Grain futures are called sharply lower to resume trade after July 4th weekend.
Grain futures are called sharply lower to restart after a three-day hiatus, as rains forecasted for the northern Plains and Western Midwest is prompting calls of soybeans 20-30 cents lower, corn down 15-25 and wheat 12-20 lower. A sense of improved rainfall chances this week was already hinted at in late-week models, but the reality of them arriving and in the near term forecast will create a typical post-July 4th liquidation.
The 3-day US holiday weekend produced hot/dry weather that further stressed N Plains/W Midwest crops. However, a storm system did pass across portions of the Dakotas late Monday, producing .35-.75″ of rainfall. The forecast models call for .5-2.50″ of cumulative W Midwest rainfall over the next 10 days in Minnesota, Iowa, and Wisconsin. The best rain chance for Iowa and the remainder of the Midwest is from late Friday thru the weekend. It is the prospect of rain/mild temperatures that will aid in pollinating corn.

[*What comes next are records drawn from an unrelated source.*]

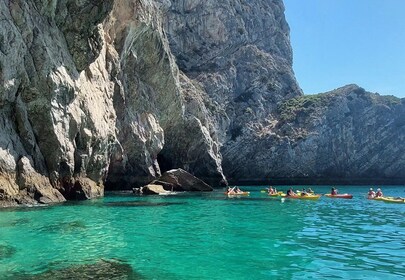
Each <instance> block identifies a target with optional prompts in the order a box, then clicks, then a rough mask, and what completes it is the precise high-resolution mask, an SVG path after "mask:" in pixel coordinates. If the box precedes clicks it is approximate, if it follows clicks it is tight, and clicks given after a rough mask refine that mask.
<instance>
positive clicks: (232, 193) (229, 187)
mask: <svg viewBox="0 0 405 280" xmlns="http://www.w3.org/2000/svg"><path fill="white" fill-rule="evenodd" d="M226 193H227V194H234V193H235V187H233V188H231V187H228V189H227V190H226Z"/></svg>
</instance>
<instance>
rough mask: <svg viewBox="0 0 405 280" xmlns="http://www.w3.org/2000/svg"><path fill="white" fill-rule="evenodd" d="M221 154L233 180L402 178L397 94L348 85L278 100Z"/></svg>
mask: <svg viewBox="0 0 405 280" xmlns="http://www.w3.org/2000/svg"><path fill="white" fill-rule="evenodd" d="M255 133H256V139H255V141H254V142H253V143H252V142H251V139H249V138H242V139H241V141H242V142H244V143H245V149H243V150H240V151H238V152H237V153H234V154H232V155H224V158H226V159H229V158H231V160H234V157H238V158H239V160H242V159H243V160H245V162H246V164H244V165H241V166H236V165H234V164H233V163H232V162H229V161H224V169H225V171H226V173H227V175H228V179H230V181H231V182H233V183H252V184H254V183H265V182H267V183H268V182H272V183H275V184H277V183H289V184H291V183H296V184H313V183H335V184H365V183H366V184H403V183H405V176H404V174H405V156H404V155H405V145H404V141H403V140H404V139H405V100H404V99H399V98H396V97H393V96H380V95H378V94H375V93H369V92H366V91H365V90H364V89H362V88H360V87H358V86H356V85H348V86H345V87H342V88H339V89H336V90H333V91H331V92H328V93H324V94H318V95H305V96H301V97H297V98H293V99H289V100H286V101H284V102H282V103H280V104H279V105H278V109H277V111H276V112H275V113H274V115H272V116H269V118H268V119H267V120H265V121H263V122H261V123H259V124H258V126H257V128H256V130H255Z"/></svg>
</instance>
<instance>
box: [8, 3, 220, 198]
mask: <svg viewBox="0 0 405 280" xmlns="http://www.w3.org/2000/svg"><path fill="white" fill-rule="evenodd" d="M165 10H166V4H165V2H164V1H138V0H124V1H113V0H109V1H99V2H97V3H96V2H95V1H90V0H84V1H74V0H56V1H42V0H34V1H20V0H13V1H10V0H6V1H2V2H1V3H0V13H1V14H0V16H1V18H2V22H4V24H2V25H1V27H0V42H1V48H0V62H1V69H0V70H1V75H0V80H1V87H0V90H1V91H0V131H1V133H0V183H1V184H0V194H1V196H2V200H3V201H8V202H9V204H13V203H16V202H20V200H19V196H20V195H22V196H24V197H27V198H28V197H34V200H39V198H40V197H44V198H43V199H42V200H43V201H44V202H45V201H61V200H64V199H65V198H66V199H76V198H79V199H83V198H91V197H96V196H98V195H102V194H103V190H104V185H106V186H107V187H109V188H110V189H113V188H131V187H133V185H134V184H135V185H136V184H144V183H146V182H148V181H150V180H151V179H154V178H156V177H158V176H160V175H161V168H162V169H163V170H168V169H171V168H173V167H182V168H184V169H186V170H190V171H192V172H193V173H194V174H196V175H198V176H203V177H205V178H207V180H210V181H211V182H214V183H215V182H220V181H221V180H225V179H224V176H223V172H222V166H221V161H222V158H221V154H220V151H219V150H220V147H219V141H218V137H217V135H216V134H217V131H216V129H215V127H214V124H213V123H214V122H213V117H212V113H211V112H210V111H209V110H208V109H207V107H206V103H207V104H209V102H207V100H206V98H205V96H206V93H205V92H204V91H203V89H201V88H200V87H199V85H195V84H194V83H193V82H192V81H191V80H190V79H189V78H188V77H187V76H185V75H184V74H182V73H180V72H179V70H178V67H177V65H176V63H175V60H174V57H173V56H172V54H171V51H170V48H169V46H168V42H167V39H166V36H165V34H164V31H163V28H162V20H163V14H162V13H163V12H164V11H165ZM22 157H24V158H26V159H27V160H28V161H29V162H30V165H31V167H32V170H31V169H30V172H31V173H32V174H34V175H35V176H34V175H32V176H31V175H29V176H30V180H31V181H30V182H29V185H30V186H32V185H37V186H39V185H41V186H44V188H48V187H49V186H52V188H53V189H55V191H57V193H54V194H52V195H43V194H39V195H36V194H35V193H41V191H39V192H38V191H37V189H38V188H31V187H26V186H25V185H26V182H25V181H24V180H23V179H21V178H22V177H24V176H22V173H21V172H22V171H21V170H20V169H19V168H18V162H19V160H20V159H21V158H22ZM44 180H45V181H44ZM24 184H25V185H24ZM58 193H59V194H61V195H62V196H63V197H61V196H60V195H59V194H58Z"/></svg>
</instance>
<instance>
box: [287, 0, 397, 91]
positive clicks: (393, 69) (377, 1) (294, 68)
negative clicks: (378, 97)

Unlike most post-July 4th selling events, large demand awaits in the wings to buy. Reports of growing losses on the Brazilian corn crop continue as last week's 20-year cold weather event caught the late-planted/immature Brazilian winter corn crop. Immature corn in Parana, MGDS and S Mato Grosso is prematurely dying, with farmers likely to cut their crop for silage rather than harvest poor-quality corn. AgRural dropped their 2020/21 total Brazilian corn crop to 85.3 MMTs, with private estimates as low as 82-85 MMTs. This is a sizable 13-16 MMTs (510-630 Mil Bu) below the June WASDE forecast of 98 MMTs. Brazilian cash corn prices surged upwards on Monday amid the fear of a shrinking/poor quality crop. Brazilian corn exports will be in fast retreat beyond September, with the US to dominate world trade after that. WASDE 21/22 US corn exports are too low.
Upcoming is next week's WASDE July 12 crop report. It is expected to hike US 2020/21 US corn feed/residual use by 50-100 Mil Bu and raise ethanol use by 25 Mil Bu. WASDE should also raise 2021/22 US corn exports by 100-200 Mil Bu. US 21/22 corn/soy end stocks will stay tight. There is another 6-8 weeks of significant growing weather ahead for US and Canadian crops. Spotty rains fell on Canadian crops over the weekend, but the drought shows no sign of relenting and sizable spring wheat, barley, and canola yield drops are feared. This afternoon's crop rating reports anticipate a 1-3% drop in the GD/EX category for corn beans and spring wheat but will likely be ignored on improving conditions anticipated this week.
Tropical storm Elsa slowed her forward progress and has been downgraded in intensity over the long holiday weekend, allowing a cold front to sink farther south and become more active across the N Plains/NW Midwest this week in an area in dire need of rain. The forecast models agree that a front resting across the N Plains and the N Midwest will produce several rain chances, with the best chance being from Friday into the weekend. Cumulative 10-day rainfall totals range from .5-2.50″ with locally heavier amounts. The rains are welcome after weeks of heat/dryness, but a future wet weather trend for this drought-stricken area of the Central US is not forecasted.
The coming rain continues to look like an interlude, not a lasting pattern change. The primary weather models return a sizable high-pressure Ridge across the Intermountain West with intrusions of the Ridge into the Plains/NW Midwest. Some forecasters do not foresee an ending of the drought across the Canadian Prairies, the Northern Plains, and the NW Midwest. Based on depletion of subsoil moisture, crops here require regular weekly rains of more than 1.00″. Heat is expected to return to the Plains and NW Midwest in the last half of July.
Deferred live cattle futures made new contract highs on Thursday before a mild setback on Friday, with feeder cattle set to open firm on anticipated weaker feed grain prices. Cash trade last week was light and mixed. Cattle in the S Plains sold from steady to $1 lower at $120-121, and cattle in the N Plains bought $125-126. The early week cash outlook is steady.
US cattle slaughter last week dipped to 623,000 head, down 38,000 head from the previous week as plants transitioned to holiday schedules. The Saturday kill was down more than 50% from the previous week. This week's slaughter will fall even farther and likely to test the Memorial Day low near 550,000. With back-to-back light production weeks, beef stocks will be tight heading into mid-July. The choice cutout is now $55 under the June high, and tightening stocks could slow the beef values decline. A seasonal low is due in the last half of July.